# Couple from yesterday



## Captain Woody Woods (Oct 2, 2007)

nice wahoo comin to my cold steel








oh! it stings!

















damn endangered red snapper


----------



## Capteddie (Oct 15, 2007)

I thought that was you


----------



## Captain Woody Woods (Oct 2, 2007)

I was feeling shy yesterday. haha


----------



## Xiphius (Oct 10, 2007)

I didn't know Panch from CHIPS liked snapper soooo much!


----------



## Voodoo Lounge (Sep 28, 2007)

I dig the aviators Woody!!


----------



## Captain Woody Woods (Oct 2, 2007)

> *Voodoo Lounge (2/27/2009)*I dig the aviators Woody!!


Ha those are goofy as hell. i usually only wear those after a few beers but i broke my normal pair the other day. chicks dig em'




> *Xiphius (2/27/2009)*I didn't know Panch from CHIPS liked snapper soooo much!

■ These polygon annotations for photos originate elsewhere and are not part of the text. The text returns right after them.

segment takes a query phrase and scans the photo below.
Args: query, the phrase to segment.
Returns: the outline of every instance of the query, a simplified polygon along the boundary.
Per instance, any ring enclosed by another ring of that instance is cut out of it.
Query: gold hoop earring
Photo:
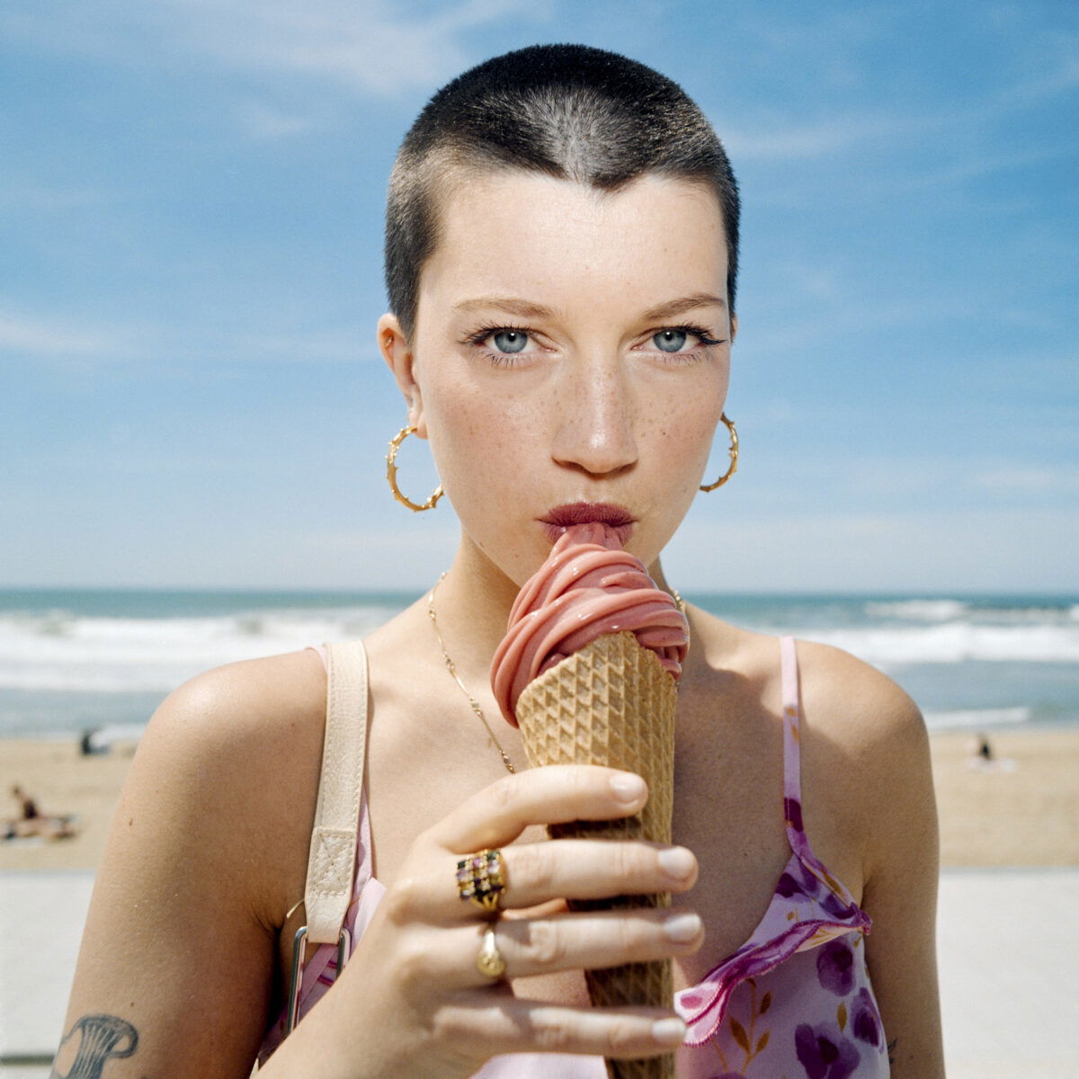
[[[409,435],[414,434],[415,427],[401,427],[401,429],[398,431],[397,434],[390,440],[390,452],[386,454],[386,479],[390,481],[390,490],[394,492],[394,497],[402,506],[408,506],[413,514],[419,514],[424,509],[434,509],[435,504],[443,494],[446,494],[446,492],[442,490],[442,484],[439,483],[438,487],[436,487],[432,492],[431,497],[423,503],[423,505],[412,502],[411,498],[407,498],[404,494],[401,494],[401,490],[397,486],[397,450]]]
[[[714,491],[718,487],[723,487],[724,483],[736,472],[738,472],[738,432],[735,429],[735,424],[733,420],[727,419],[727,413],[724,412],[720,419],[726,424],[727,431],[730,432],[730,467],[714,482],[709,483],[707,487],[701,487],[701,491]]]

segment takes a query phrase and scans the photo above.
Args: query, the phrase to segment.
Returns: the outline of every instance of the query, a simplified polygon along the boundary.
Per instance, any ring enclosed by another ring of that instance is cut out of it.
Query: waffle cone
[[[602,764],[643,776],[648,801],[622,820],[552,825],[552,838],[652,839],[670,843],[674,795],[674,680],[629,632],[609,633],[530,682],[517,701],[532,767]],[[670,896],[573,901],[572,910],[669,906]],[[598,1007],[670,1008],[671,965],[634,962],[585,971]],[[674,1056],[607,1061],[612,1079],[673,1079]]]

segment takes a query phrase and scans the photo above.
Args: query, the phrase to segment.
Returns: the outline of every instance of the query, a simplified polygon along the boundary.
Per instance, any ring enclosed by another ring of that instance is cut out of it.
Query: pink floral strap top
[[[865,961],[869,915],[812,852],[802,822],[801,702],[794,640],[780,639],[783,696],[783,817],[791,858],[749,940],[698,985],[675,994],[688,1027],[679,1079],[880,1079],[888,1075],[884,1027]],[[366,930],[385,888],[371,874],[366,800],[360,807],[356,884],[346,924]],[[318,948],[303,979],[302,1017],[337,973],[336,948]],[[259,1060],[281,1042],[284,1016]],[[494,1056],[475,1079],[605,1079],[599,1056]]]

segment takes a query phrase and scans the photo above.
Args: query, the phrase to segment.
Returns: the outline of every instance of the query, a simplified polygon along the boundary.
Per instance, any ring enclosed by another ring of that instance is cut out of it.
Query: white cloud
[[[291,138],[318,126],[311,117],[275,109],[261,101],[244,101],[236,106],[235,114],[240,126],[255,139]]]
[[[1008,466],[991,468],[974,477],[974,486],[999,494],[1016,492],[1050,494],[1079,491],[1079,469]]]
[[[1075,591],[1079,509],[687,520],[664,556],[682,591]]]
[[[74,326],[0,311],[0,354],[120,359],[129,355],[129,333]]]
[[[379,360],[359,326],[251,333],[199,325],[88,325],[65,315],[0,306],[0,357],[81,367],[164,363],[174,372],[237,364],[357,364]]]

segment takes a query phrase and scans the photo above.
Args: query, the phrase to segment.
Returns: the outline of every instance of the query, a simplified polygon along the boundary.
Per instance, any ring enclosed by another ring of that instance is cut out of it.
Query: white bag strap
[[[337,944],[352,900],[367,752],[367,653],[326,645],[326,737],[303,902],[308,940]]]

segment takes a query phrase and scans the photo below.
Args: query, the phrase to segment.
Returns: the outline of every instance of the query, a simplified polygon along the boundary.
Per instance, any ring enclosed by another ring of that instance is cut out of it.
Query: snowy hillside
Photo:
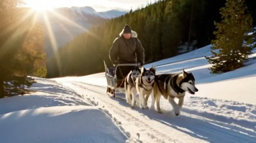
[[[159,114],[109,97],[103,73],[37,78],[37,92],[0,100],[0,142],[256,143],[256,60],[212,75],[210,46],[145,66],[194,75],[199,91],[186,93],[179,116],[163,98]]]

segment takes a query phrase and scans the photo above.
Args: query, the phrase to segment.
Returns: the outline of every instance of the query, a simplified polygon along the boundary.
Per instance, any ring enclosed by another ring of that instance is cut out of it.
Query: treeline
[[[47,73],[43,26],[35,12],[16,7],[17,1],[0,5],[0,98],[29,92],[35,81],[28,76]]]
[[[247,1],[253,3],[252,0]],[[110,64],[108,52],[125,24],[138,34],[145,49],[145,62],[178,54],[178,47],[196,41],[208,45],[215,38],[214,21],[220,22],[220,9],[226,1],[165,0],[131,11],[75,38],[49,59],[47,77],[83,75],[104,71],[103,60]],[[251,5],[253,5],[251,4]],[[254,10],[253,7],[250,10]],[[249,9],[249,10],[250,10]],[[255,18],[255,17],[254,17]],[[256,19],[256,18],[255,18]]]

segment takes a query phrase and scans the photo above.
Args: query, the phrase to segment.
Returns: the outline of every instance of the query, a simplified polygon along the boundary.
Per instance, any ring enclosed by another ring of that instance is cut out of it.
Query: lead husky
[[[139,68],[139,67],[136,66],[133,70],[130,72],[125,78],[124,88],[125,89],[126,102],[130,105],[132,105],[132,102],[131,99],[131,94],[132,96],[132,105],[134,105],[135,104],[135,98],[137,93],[135,82],[136,79],[140,76],[141,73],[140,70]]]
[[[195,86],[195,80],[192,73],[188,73],[184,69],[181,73],[163,74],[158,75],[157,79],[154,84],[154,98],[152,98],[152,104],[154,105],[156,99],[157,109],[159,113],[162,113],[160,105],[161,95],[166,100],[168,99],[175,115],[178,116],[183,105],[186,92],[194,94],[198,91]],[[179,99],[178,104],[174,100],[175,98]]]
[[[152,66],[149,69],[146,70],[143,67],[141,70],[140,75],[136,79],[136,89],[139,94],[140,107],[144,109],[148,108],[147,101],[153,89],[156,69]],[[146,99],[145,95],[146,95]],[[133,97],[132,99],[133,99]],[[132,106],[134,107],[135,105]]]

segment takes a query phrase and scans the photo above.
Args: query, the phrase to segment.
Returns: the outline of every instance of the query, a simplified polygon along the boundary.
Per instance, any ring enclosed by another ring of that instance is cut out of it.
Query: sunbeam
[[[55,37],[52,32],[52,27],[51,26],[51,24],[50,24],[50,23],[48,19],[48,18],[47,17],[47,15],[46,15],[46,14],[45,13],[43,13],[43,14],[44,17],[44,19],[46,24],[46,27],[47,28],[48,35],[50,38],[52,47],[53,49],[52,49],[53,51],[54,54],[56,57],[57,65],[60,72],[60,73],[61,75],[61,70],[60,70],[61,69],[61,65],[60,61],[60,56],[58,52],[58,46],[57,45],[56,40],[55,39]]]
[[[67,18],[61,15],[61,14],[60,14],[58,13],[57,12],[55,12],[53,11],[50,11],[53,14],[55,15],[58,17],[58,18],[60,18],[60,19],[63,20],[65,20],[65,21],[67,22],[69,24],[70,24],[70,25],[72,25],[74,26],[76,26],[76,27],[79,28],[81,30],[83,30],[84,32],[86,32],[87,33],[89,34],[90,35],[92,35],[92,36],[94,37],[95,38],[99,39],[95,35],[91,33],[90,30],[86,28],[85,28],[84,27],[81,26],[80,25],[76,23],[75,22],[74,22],[70,20],[69,19],[67,19]]]

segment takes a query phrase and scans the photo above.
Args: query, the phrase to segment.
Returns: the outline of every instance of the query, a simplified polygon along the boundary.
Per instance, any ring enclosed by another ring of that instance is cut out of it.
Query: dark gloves
[[[119,62],[118,61],[116,61],[113,64],[113,65],[114,65],[114,67],[116,67],[117,66],[117,64],[118,64],[119,63]]]
[[[143,62],[141,61],[138,61],[137,62],[137,63],[138,64],[138,66],[139,68],[142,67],[143,66]]]

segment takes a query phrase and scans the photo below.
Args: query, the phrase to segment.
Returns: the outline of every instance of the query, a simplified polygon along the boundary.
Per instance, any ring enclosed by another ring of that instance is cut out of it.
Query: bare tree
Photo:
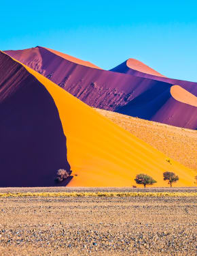
[[[163,173],[163,176],[164,180],[168,180],[168,184],[171,184],[171,187],[172,186],[173,183],[176,182],[179,180],[178,175],[176,175],[175,173],[171,171],[165,171]]]

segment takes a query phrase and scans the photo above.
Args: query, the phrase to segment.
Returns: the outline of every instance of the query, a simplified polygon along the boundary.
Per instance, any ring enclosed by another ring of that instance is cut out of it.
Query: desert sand
[[[128,69],[130,72],[134,70],[126,66],[126,61],[120,65],[122,70],[117,72],[92,68],[72,62],[60,53],[40,46],[5,53],[90,106],[175,126],[197,128],[196,107],[188,102],[188,98],[176,100],[171,94],[171,87],[178,85],[195,97],[195,83],[151,77],[149,74],[136,70],[133,74],[127,73]]]
[[[175,186],[194,186],[194,171],[174,160],[169,164],[164,154],[23,66],[44,85],[58,110],[74,175],[68,186],[130,186],[136,174],[145,172],[158,181],[156,186],[165,186],[162,172],[168,170],[180,177]]]
[[[196,253],[194,197],[1,197],[0,205],[1,256]]]
[[[168,126],[103,109],[95,110],[170,158],[197,171],[196,130]]]

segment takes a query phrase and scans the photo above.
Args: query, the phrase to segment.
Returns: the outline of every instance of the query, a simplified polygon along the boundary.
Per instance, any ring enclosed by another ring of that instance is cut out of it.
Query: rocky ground
[[[196,255],[196,203],[194,197],[2,197],[0,255]]]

hahahhahahahaha pargo grande esta bueno, amigo!


----------



## Travis Gill (Oct 6, 2007)

Is that Troy Wetzel's boat?


----------



## rodfather (Mar 13, 2008)

Nice Wahoo! The Rodfather will be out there soon, just waiting for the warmer weather.


----------



## bellafishing (Oct 1, 2007)

Woody, if I had photoshop you would be holding a giant dildo in that sunglasses/snapperpicture! I would dub it, "*** trophy recipient for best sunglasses!". If only I was computer literate :doh

Bob


----------



## Captain Woody Woods (Oct 2, 2007)

> *bellafishing (3/4/2009)*Woody, if I had photoshop you would be holding a giant dildo in that sunglasses/snapperpicture! I would dub it, "*** trophy recipient for best sunglasses!". If only I was computer literate :doh
> 
> Bob


bahahahhahahahahahhahaaha dont hate on the shades. they're my hater blockers!


----------